To address the many challenges adolescents face, Bixby Director Dr. Ndola Prada joined fellow School of Public Health faculty Dr. Colette (Coco) Auerswald (SPH) and Dr. Emily Ozer in co-founding Innovations for Youth (I4Y). I4Y focuses on the social determinants of health, health disparities, connectedness, and networks for adolescents through a multidisciplinary and multigenerational approach. Adolescent health is shaped by social and structural, as well as individual factors – economic inequality, stigma, and more. Policy must address this broad spectrum of health determinants. Unfortunately, the most at-risk populations including street and out-of-school youth, ethnic minorities, and immigrants tend to be hard to reach and are often those most ignored by policy and debate. Furthermore, recent improvements to childhood health globally will be wasted if adolescent health outcomes are neglected.

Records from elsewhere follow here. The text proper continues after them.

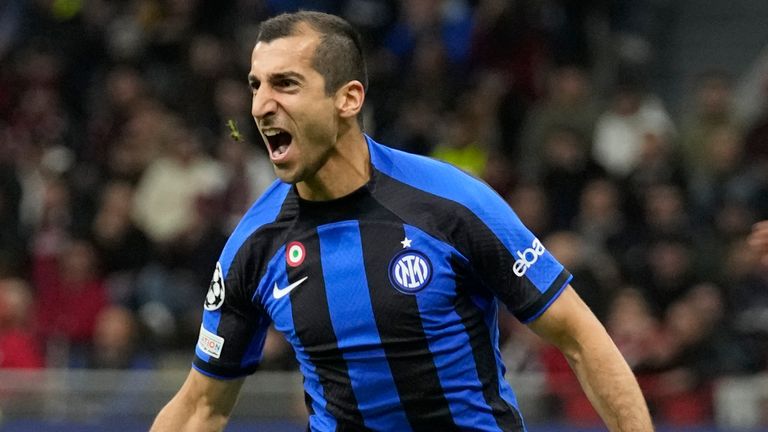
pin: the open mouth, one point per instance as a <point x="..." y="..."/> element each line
<point x="279" y="141"/>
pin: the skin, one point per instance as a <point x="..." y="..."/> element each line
<point x="329" y="158"/>
<point x="758" y="240"/>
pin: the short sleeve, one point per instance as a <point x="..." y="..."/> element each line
<point x="233" y="328"/>
<point x="509" y="259"/>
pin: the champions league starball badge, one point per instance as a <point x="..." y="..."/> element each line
<point x="215" y="297"/>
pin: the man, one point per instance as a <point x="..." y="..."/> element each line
<point x="381" y="268"/>
<point x="758" y="240"/>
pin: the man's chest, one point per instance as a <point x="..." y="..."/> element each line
<point x="355" y="284"/>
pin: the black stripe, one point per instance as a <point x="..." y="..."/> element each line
<point x="457" y="225"/>
<point x="403" y="339"/>
<point x="239" y="314"/>
<point x="507" y="417"/>
<point x="530" y="311"/>
<point x="312" y="322"/>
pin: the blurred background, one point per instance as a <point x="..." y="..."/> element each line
<point x="630" y="135"/>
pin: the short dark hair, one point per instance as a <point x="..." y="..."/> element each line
<point x="339" y="55"/>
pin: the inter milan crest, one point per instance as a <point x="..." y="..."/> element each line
<point x="215" y="297"/>
<point x="410" y="271"/>
<point x="294" y="254"/>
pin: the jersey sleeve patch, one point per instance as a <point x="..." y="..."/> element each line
<point x="210" y="343"/>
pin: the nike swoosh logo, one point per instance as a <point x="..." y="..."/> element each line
<point x="278" y="292"/>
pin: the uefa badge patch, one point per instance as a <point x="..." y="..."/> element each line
<point x="215" y="297"/>
<point x="410" y="271"/>
<point x="294" y="254"/>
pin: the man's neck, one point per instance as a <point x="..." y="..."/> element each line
<point x="345" y="171"/>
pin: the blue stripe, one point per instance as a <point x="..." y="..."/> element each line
<point x="448" y="340"/>
<point x="450" y="183"/>
<point x="282" y="316"/>
<point x="264" y="211"/>
<point x="355" y="326"/>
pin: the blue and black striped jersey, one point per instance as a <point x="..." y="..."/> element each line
<point x="387" y="295"/>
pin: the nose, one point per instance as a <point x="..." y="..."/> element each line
<point x="263" y="104"/>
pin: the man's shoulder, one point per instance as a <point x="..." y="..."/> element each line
<point x="264" y="213"/>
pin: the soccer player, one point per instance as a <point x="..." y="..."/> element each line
<point x="758" y="239"/>
<point x="381" y="268"/>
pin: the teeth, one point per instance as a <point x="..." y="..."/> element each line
<point x="271" y="132"/>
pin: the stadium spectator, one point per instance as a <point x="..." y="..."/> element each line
<point x="19" y="348"/>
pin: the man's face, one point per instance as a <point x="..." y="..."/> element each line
<point x="297" y="120"/>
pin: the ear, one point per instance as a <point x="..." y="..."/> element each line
<point x="349" y="99"/>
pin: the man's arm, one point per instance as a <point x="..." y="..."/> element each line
<point x="202" y="404"/>
<point x="604" y="375"/>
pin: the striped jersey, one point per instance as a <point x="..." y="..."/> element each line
<point x="388" y="296"/>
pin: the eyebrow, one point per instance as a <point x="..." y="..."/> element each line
<point x="252" y="80"/>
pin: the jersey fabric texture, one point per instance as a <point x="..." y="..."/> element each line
<point x="387" y="295"/>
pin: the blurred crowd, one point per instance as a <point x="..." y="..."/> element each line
<point x="120" y="180"/>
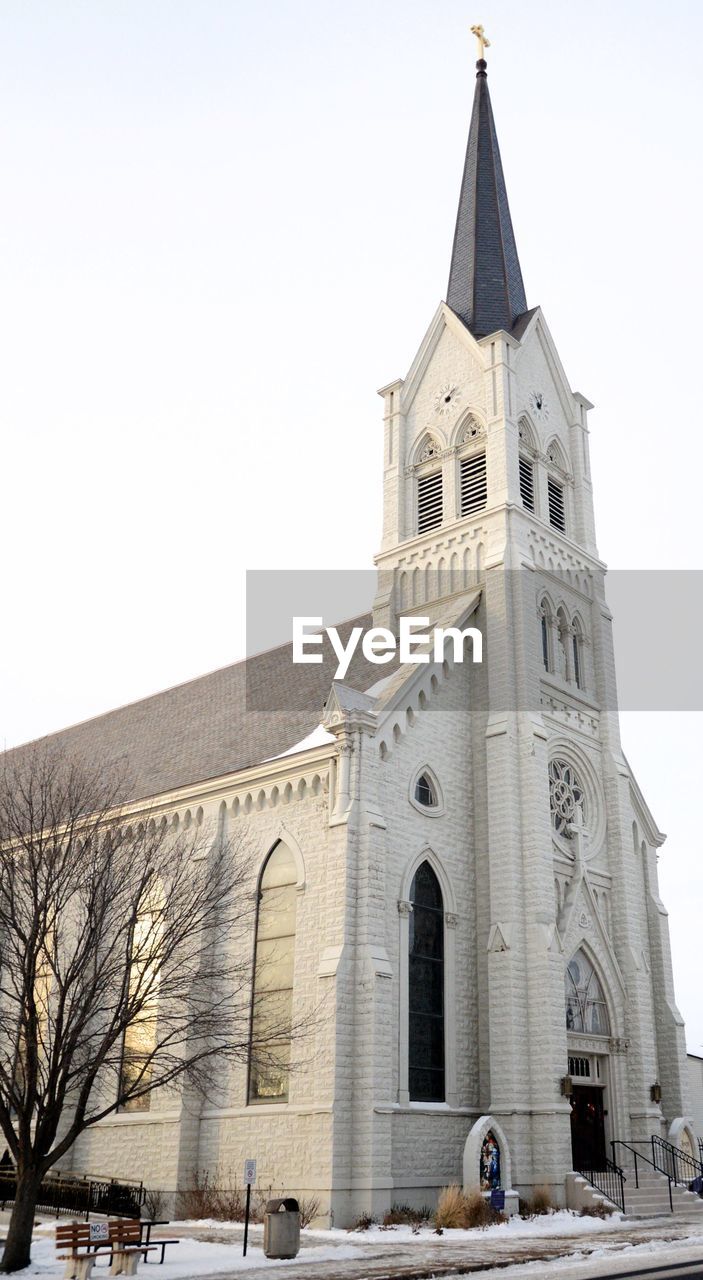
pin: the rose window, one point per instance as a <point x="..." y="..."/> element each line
<point x="566" y="796"/>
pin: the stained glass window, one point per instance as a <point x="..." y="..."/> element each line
<point x="425" y="792"/>
<point x="427" y="988"/>
<point x="585" y="1001"/>
<point x="273" y="979"/>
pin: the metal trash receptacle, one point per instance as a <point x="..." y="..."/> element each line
<point x="282" y="1228"/>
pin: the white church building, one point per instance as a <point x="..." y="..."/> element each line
<point x="468" y="863"/>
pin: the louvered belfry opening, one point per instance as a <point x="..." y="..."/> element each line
<point x="474" y="487"/>
<point x="429" y="501"/>
<point x="526" y="483"/>
<point x="557" y="510"/>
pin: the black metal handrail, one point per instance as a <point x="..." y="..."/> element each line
<point x="685" y="1168"/>
<point x="619" y="1142"/>
<point x="610" y="1182"/>
<point x="71" y="1193"/>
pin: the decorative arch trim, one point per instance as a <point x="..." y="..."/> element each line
<point x="461" y="425"/>
<point x="428" y="855"/>
<point x="556" y="456"/>
<point x="284" y="837"/>
<point x="427" y="438"/>
<point x="606" y="986"/>
<point x="428" y="810"/>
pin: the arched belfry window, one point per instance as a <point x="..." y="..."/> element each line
<point x="585" y="1001"/>
<point x="273" y="978"/>
<point x="427" y="988"/>
<point x="425" y="791"/>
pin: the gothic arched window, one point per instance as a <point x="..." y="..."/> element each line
<point x="566" y="796"/>
<point x="427" y="988"/>
<point x="544" y="635"/>
<point x="585" y="1001"/>
<point x="425" y="792"/>
<point x="273" y="979"/>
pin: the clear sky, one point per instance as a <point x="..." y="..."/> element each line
<point x="226" y="224"/>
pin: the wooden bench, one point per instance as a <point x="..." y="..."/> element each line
<point x="85" y="1242"/>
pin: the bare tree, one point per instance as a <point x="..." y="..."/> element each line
<point x="121" y="961"/>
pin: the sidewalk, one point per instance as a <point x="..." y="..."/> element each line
<point x="646" y="1243"/>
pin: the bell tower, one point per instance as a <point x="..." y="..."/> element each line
<point x="487" y="483"/>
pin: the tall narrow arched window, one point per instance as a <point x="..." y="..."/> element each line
<point x="585" y="1001"/>
<point x="425" y="981"/>
<point x="578" y="654"/>
<point x="273" y="979"/>
<point x="564" y="632"/>
<point x="544" y="636"/>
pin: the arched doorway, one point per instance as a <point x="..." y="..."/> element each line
<point x="588" y="1027"/>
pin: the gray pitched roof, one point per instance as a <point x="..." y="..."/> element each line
<point x="215" y="725"/>
<point x="485" y="284"/>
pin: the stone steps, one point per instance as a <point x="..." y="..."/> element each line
<point x="651" y="1198"/>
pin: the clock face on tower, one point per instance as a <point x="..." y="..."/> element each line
<point x="447" y="400"/>
<point x="539" y="407"/>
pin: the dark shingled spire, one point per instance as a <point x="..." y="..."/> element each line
<point x="485" y="283"/>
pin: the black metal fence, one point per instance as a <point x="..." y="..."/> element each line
<point x="610" y="1180"/>
<point x="65" y="1193"/>
<point x="678" y="1164"/>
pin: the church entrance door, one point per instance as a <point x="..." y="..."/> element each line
<point x="588" y="1128"/>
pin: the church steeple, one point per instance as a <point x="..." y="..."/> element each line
<point x="485" y="283"/>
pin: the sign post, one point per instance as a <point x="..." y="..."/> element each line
<point x="250" y="1176"/>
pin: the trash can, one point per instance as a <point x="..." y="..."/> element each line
<point x="282" y="1229"/>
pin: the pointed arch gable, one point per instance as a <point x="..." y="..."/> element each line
<point x="438" y="808"/>
<point x="427" y="438"/>
<point x="608" y="978"/>
<point x="464" y="424"/>
<point x="428" y="855"/>
<point x="526" y="432"/>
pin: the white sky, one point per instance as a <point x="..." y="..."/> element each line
<point x="226" y="224"/>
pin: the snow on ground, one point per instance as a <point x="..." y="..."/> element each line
<point x="516" y="1228"/>
<point x="195" y="1257"/>
<point x="188" y="1258"/>
<point x="610" y="1260"/>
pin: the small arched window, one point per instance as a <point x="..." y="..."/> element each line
<point x="427" y="988"/>
<point x="525" y="462"/>
<point x="425" y="792"/>
<point x="273" y="979"/>
<point x="564" y="632"/>
<point x="585" y="1001"/>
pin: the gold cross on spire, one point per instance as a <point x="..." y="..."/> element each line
<point x="483" y="42"/>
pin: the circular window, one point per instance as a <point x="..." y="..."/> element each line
<point x="566" y="795"/>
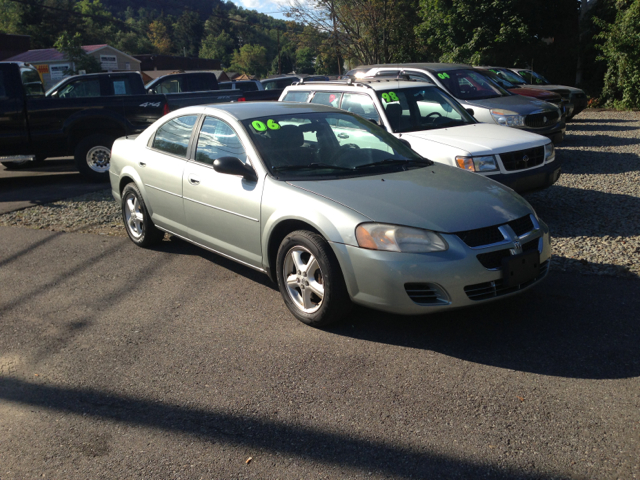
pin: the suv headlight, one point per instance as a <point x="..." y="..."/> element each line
<point x="507" y="118"/>
<point x="478" y="164"/>
<point x="394" y="238"/>
<point x="549" y="152"/>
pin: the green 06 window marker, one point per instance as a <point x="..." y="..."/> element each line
<point x="390" y="97"/>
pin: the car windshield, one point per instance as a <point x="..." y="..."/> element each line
<point x="470" y="85"/>
<point x="504" y="83"/>
<point x="509" y="76"/>
<point x="327" y="145"/>
<point x="422" y="108"/>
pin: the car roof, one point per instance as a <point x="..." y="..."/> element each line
<point x="374" y="84"/>
<point x="432" y="67"/>
<point x="245" y="110"/>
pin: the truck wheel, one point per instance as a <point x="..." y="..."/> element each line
<point x="22" y="164"/>
<point x="92" y="157"/>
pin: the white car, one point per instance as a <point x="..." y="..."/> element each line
<point x="439" y="128"/>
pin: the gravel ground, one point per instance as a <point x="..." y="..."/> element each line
<point x="593" y="210"/>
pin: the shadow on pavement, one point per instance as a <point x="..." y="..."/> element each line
<point x="570" y="325"/>
<point x="269" y="435"/>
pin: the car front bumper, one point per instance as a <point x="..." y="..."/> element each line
<point x="414" y="284"/>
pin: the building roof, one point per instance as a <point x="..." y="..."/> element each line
<point x="53" y="55"/>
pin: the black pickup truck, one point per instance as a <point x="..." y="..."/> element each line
<point x="34" y="126"/>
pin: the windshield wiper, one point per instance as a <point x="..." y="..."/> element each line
<point x="393" y="161"/>
<point x="311" y="166"/>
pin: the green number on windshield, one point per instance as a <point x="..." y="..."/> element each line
<point x="390" y="97"/>
<point x="259" y="126"/>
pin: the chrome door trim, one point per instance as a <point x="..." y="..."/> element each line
<point x="221" y="209"/>
<point x="211" y="249"/>
<point x="163" y="190"/>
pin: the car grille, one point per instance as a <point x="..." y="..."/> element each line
<point x="493" y="260"/>
<point x="540" y="120"/>
<point x="489" y="235"/>
<point x="523" y="159"/>
<point x="486" y="290"/>
<point x="425" y="293"/>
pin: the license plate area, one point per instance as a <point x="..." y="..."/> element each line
<point x="518" y="269"/>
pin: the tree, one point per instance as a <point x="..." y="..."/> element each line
<point x="251" y="59"/>
<point x="187" y="34"/>
<point x="158" y="36"/>
<point x="621" y="51"/>
<point x="71" y="47"/>
<point x="218" y="47"/>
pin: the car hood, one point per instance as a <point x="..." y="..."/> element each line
<point x="517" y="103"/>
<point x="481" y="138"/>
<point x="439" y="198"/>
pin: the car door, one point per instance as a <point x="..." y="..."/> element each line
<point x="161" y="172"/>
<point x="222" y="210"/>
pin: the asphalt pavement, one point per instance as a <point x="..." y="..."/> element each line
<point x="54" y="179"/>
<point x="119" y="362"/>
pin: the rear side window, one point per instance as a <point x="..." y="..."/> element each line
<point x="331" y="99"/>
<point x="81" y="89"/>
<point x="121" y="86"/>
<point x="173" y="137"/>
<point x="297" y="97"/>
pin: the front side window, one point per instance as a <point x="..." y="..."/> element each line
<point x="470" y="85"/>
<point x="81" y="89"/>
<point x="327" y="145"/>
<point x="297" y="97"/>
<point x="173" y="137"/>
<point x="217" y="139"/>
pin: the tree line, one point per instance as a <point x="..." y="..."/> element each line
<point x="562" y="39"/>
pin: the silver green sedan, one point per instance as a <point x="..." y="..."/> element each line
<point x="332" y="207"/>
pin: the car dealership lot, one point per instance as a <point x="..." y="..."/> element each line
<point x="117" y="362"/>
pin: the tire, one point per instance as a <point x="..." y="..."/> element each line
<point x="310" y="279"/>
<point x="92" y="157"/>
<point x="136" y="218"/>
<point x="24" y="164"/>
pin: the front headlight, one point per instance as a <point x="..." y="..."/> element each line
<point x="507" y="118"/>
<point x="478" y="164"/>
<point x="394" y="238"/>
<point x="549" y="152"/>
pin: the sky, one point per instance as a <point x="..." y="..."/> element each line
<point x="270" y="7"/>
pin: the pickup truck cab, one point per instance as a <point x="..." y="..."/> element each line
<point x="439" y="128"/>
<point x="98" y="85"/>
<point x="490" y="102"/>
<point x="183" y="82"/>
<point x="79" y="119"/>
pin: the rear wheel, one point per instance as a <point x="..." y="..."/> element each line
<point x="93" y="156"/>
<point x="310" y="279"/>
<point x="137" y="220"/>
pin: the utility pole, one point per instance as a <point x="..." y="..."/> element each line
<point x="279" y="61"/>
<point x="335" y="36"/>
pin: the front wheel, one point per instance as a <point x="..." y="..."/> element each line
<point x="93" y="156"/>
<point x="137" y="220"/>
<point x="310" y="279"/>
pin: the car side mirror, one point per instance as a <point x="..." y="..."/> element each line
<point x="403" y="141"/>
<point x="233" y="166"/>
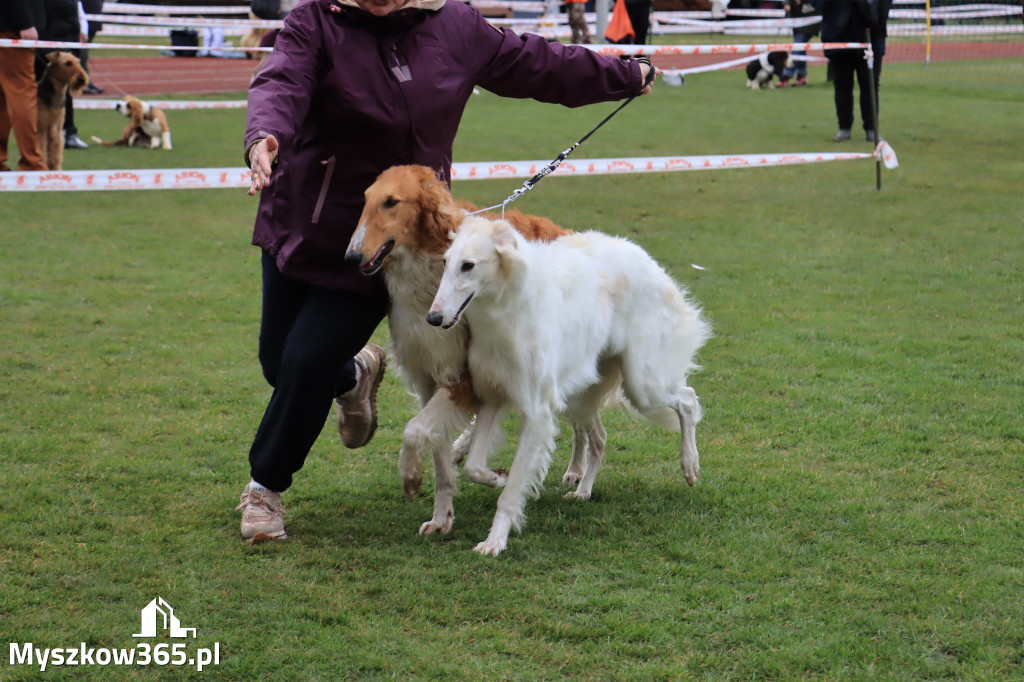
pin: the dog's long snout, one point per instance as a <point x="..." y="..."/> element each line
<point x="352" y="257"/>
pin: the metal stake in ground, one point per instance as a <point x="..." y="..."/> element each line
<point x="873" y="93"/>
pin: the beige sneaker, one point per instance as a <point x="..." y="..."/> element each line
<point x="357" y="408"/>
<point x="262" y="515"/>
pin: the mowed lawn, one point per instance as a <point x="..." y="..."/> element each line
<point x="859" y="514"/>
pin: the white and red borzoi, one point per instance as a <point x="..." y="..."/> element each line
<point x="553" y="327"/>
<point x="404" y="229"/>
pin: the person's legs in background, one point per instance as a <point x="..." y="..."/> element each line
<point x="843" y="65"/>
<point x="17" y="105"/>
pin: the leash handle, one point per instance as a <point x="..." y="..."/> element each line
<point x="550" y="168"/>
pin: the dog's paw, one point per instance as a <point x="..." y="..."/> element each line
<point x="411" y="484"/>
<point x="692" y="473"/>
<point x="489" y="548"/>
<point x="572" y="477"/>
<point x="501" y="477"/>
<point x="488" y="477"/>
<point x="432" y="526"/>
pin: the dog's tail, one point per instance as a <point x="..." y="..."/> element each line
<point x="116" y="142"/>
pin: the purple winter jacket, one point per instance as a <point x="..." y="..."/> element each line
<point x="349" y="94"/>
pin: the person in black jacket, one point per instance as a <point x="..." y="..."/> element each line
<point x="91" y="7"/>
<point x="850" y="22"/>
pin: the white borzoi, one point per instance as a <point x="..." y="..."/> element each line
<point x="552" y="323"/>
<point x="404" y="229"/>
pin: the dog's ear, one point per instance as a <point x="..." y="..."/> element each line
<point x="510" y="258"/>
<point x="436" y="216"/>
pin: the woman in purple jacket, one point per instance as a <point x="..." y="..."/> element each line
<point x="351" y="88"/>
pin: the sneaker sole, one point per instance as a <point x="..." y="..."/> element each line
<point x="261" y="538"/>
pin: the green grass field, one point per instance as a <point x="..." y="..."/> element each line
<point x="860" y="510"/>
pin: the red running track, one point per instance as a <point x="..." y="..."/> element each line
<point x="169" y="75"/>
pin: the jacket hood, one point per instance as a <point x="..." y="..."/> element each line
<point x="408" y="4"/>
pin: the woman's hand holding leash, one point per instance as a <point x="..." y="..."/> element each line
<point x="646" y="69"/>
<point x="262" y="157"/>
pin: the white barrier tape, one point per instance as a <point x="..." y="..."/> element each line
<point x="152" y="31"/>
<point x="689" y="50"/>
<point x="132" y="8"/>
<point x="721" y="27"/>
<point x="185" y="22"/>
<point x="722" y="66"/>
<point x="949" y="14"/>
<point x="221" y="178"/>
<point x="166" y="104"/>
<point x="165" y="178"/>
<point x="13" y="42"/>
<point x="955" y="31"/>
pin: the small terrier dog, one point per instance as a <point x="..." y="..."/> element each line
<point x="761" y="71"/>
<point x="146" y="126"/>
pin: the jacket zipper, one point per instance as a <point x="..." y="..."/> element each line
<point x="327" y="185"/>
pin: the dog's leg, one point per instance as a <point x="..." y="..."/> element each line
<point x="596" y="436"/>
<point x="429" y="429"/>
<point x="444" y="478"/>
<point x="525" y="477"/>
<point x="580" y="441"/>
<point x="688" y="409"/>
<point x="485" y="439"/>
<point x="460" y="449"/>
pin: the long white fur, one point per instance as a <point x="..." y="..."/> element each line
<point x="553" y="326"/>
<point x="428" y="359"/>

Coupling the Bixby Center’s insights into adolescent reproductive health and behavior with expertise from other disciplines, I4Y strives to address these policy shortcomings and provide today’s young people with best practices in health services designed to improve individual and population health and well-being to help youth and their communities thrive. I4Y allows for efficient and effective collaborative work to address the multidisciplinary nature of the issues facing adolescents and the complexities that some of the interventions may require. I4Y provides a platform to work on designing a blueprint for adolescent health – when, where, and with what message we can intervene to gain improvements in health outcomes.
We conduct our work in collaboration with and benefiting from a range of organizations on- and off-campus that demonstrate our ability to leverage the resources we are seeking. Key partners in this effort include:
- The Center on the Developing Adolescent of the Institute for Human Development, a new center focused on developmental neuroscience; this collaboration will aid us in translating the latest findings in brain science of adolescents into interventions that capitalize on windows of cognitive growth.
- The Center for Global Public Health, based at the UCB School of Public Health, with whom the I4Y directors collaborated on a recently-funded Colloquium on Global Adolescent Health, which sponsors interdisciplinary presentations and networking towards the goal of building UCB’s capacity in addressing adolescent wellbeing.
- Our UC-based campus partners include faculty across the UCB campus and at UCSF. These include faculty from the Goldman School of Public Policy, the Institute for the Study of Societal Issues, the Center for African Studies, the School of Education, the School of Social Welfare, Boalt Hall School of Law and the Human Rights Center, the Department of Psychology and the Greater Good Science Center. Our UCSF partners include the Division of Adolescent Medicine, Global Health Sciences, and the Center for AIDS Prevention Studies.